- Born: December 30, 1978 (age 47) Pine Ridge, South Dakota, U.S.
- Citizenship: Oglala Sioux Tribe and American
- Beauty pageant titleholder
- Title: Miss South Dakota USA 2000, Miss South Dakota 2002
- Hair color: Brown
- Eye color: Brown
- Major competition: Miss South Dakota USA 2000 (winner) Miss South Dakota 2002 (winner)

= Vanessa Short Bull =

Native American beauty pageant titleholder from South Dakota

Vanessa Short Bull (born December 30, 1978) is an American beauty pageant titleholder who served as both Miss South Dakota USA (2000) and Miss South Dakota (2002).

==Early life and education==
Vanessa Short Bull was born in Pine Ridge, South Dakota to Thomas Short Bull, former state senator and president of Oglala Lakota College, and Darlene Short Bull. Short Bull is an Oglala Sioux Native American, a descendant of Oglala Lakota chief Red Cloud and Ghost Dance leader Arnold Short Bull.
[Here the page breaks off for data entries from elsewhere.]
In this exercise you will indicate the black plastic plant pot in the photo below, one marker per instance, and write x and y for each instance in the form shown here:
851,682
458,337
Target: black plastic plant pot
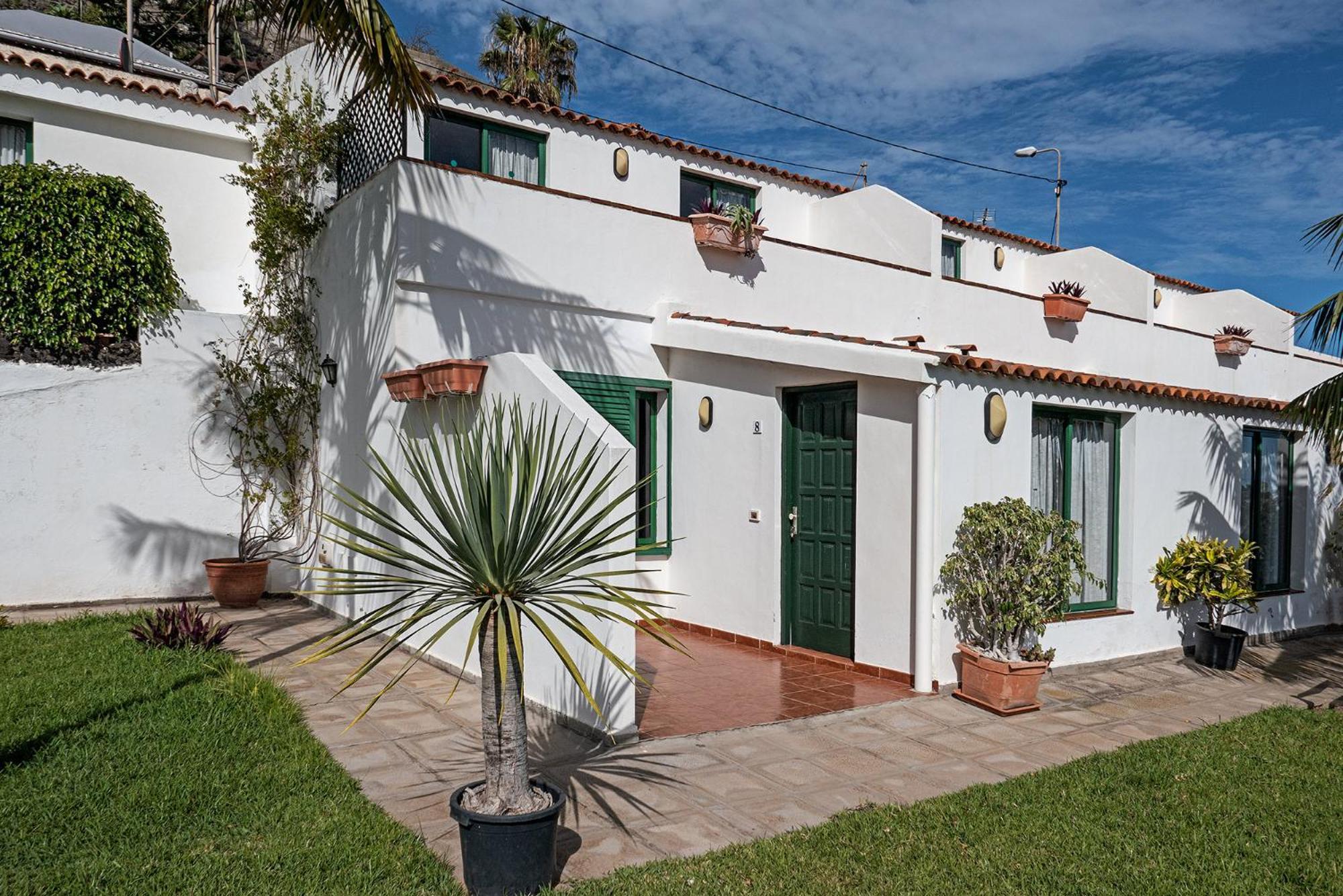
507,855
1219,650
Her family is from the Pine Ridge Reservation, although she has not lived there since she was six years old. She took ten years of ballet classes at New York City's Alvin Ailey American Dance Theater.

Short Bull graduated from the University of South Dakota.

==Pageantry==
Short Bull was crowned Miss South Dakota USA in 2000. Short Bull was the first Native American to have the title of Miss South Dakota, winning the title in 2002.

== Personal life ==
Short Bull resides in Philadelphia, Pennsylvania.